In this case we then take the stapler, separate it, take the specimen out. You see it takes a nice specimen. Here we look under the microscope and one can see in the muscle wall the endometriosis glands, stroma and fibromuscular tissue, and also in this case coming through the mucosa.

Again, I said medical treatment never works. If you look at cure rates with Lupron in almost all studies they are near zero regardless of disease. Staged surgery, most reports are over 50 percent – they say cure. I do not think so. I did not have 50 percent cure, what do we mean by cure rate? The only way you find a cure rate is by doing another laparoscopy at some interval in the future. That is what I feel anyway. This was presented in 1988 and basically we presented 100 cases, 67 percent persistent endometriosis after extensive excision. Remember this is 1983 to 1988. Our cure rate, I would think then, was 33 percent. With more modern techniques I am sure today it would be, I get up to where my colleagues around the 50 percent range, maybe more.

The other thing is the concept of interval laparoscopies. You can look at that too. I think that the endometriosis exciser in most cases will, should maybe consider a second procedure, rarely more than two. You should be able to get the job done then and does it come back? I do not believe so. My experience if you remove the disease, it is gone.

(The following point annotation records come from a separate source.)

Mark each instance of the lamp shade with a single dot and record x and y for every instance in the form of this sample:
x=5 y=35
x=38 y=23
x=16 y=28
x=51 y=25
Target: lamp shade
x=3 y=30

Let us go to the technique. Basically I use sharp scissors. I operated with my eye for the first two years of video, and I switched over to just using video in the early 1990s. In the early days we used a curette in the uterus, sponge behind the cervix and a probe in the rectum. I like the Valtchev manipulator because I can move the uterus up and down and around and see the cul-de-sac well. These are some early cases, you can see a lot of disease down there. We would free the rectum and clear these areas. Again, cases like this I just show you this to say we have been doing this a long time. It is not something just new at this point.

The surgery, as you see with all that disease, first off you usually have to take down adhesions, usually from other surgeries, mainly other laparotomy surgeries. We take down the disease, we separate the rectosigmoid, find the ureters if they are connected, most of the time they are not. Most of the time if you take a uterosacral ligament and pull it toward the midline the ureter sort of goes away. But if not, you have to dissect it out in rare cases. The cul-de-sac dissection part of it just really means separating the rectum from the posterior vagina. Once all that is done we excise the disease.

These were some of the earlier cases. This is one of the first times that we started using the robot. And I said that some of these cases came to two laparoscopies. This is one such case. Look at that – the rectum is fused to the back of the uterus and I am using a carbon dioxide laser. I wanted to show you how we did it with cutting current electrosurgery but that slide misfired. We were able to use the carbon dioxide laser,  hard to see much with the cameras in those days. This lady had extensive disease and we excised a lot of cul-de-sac disease. When we looked at her again, this was two years later, you can see the cul-de-sac is still free but she has a rectal nodule. This was a case back in 1989. I believe this is the first rectal resection and this was back in 1989. I had to resect that and that did the trick.

I think I better say thank you at this point. Antonio is going to talk about hysterectomy a little bit more and we will talk more about endometriosis for the next two days. Thank you very much for your attention.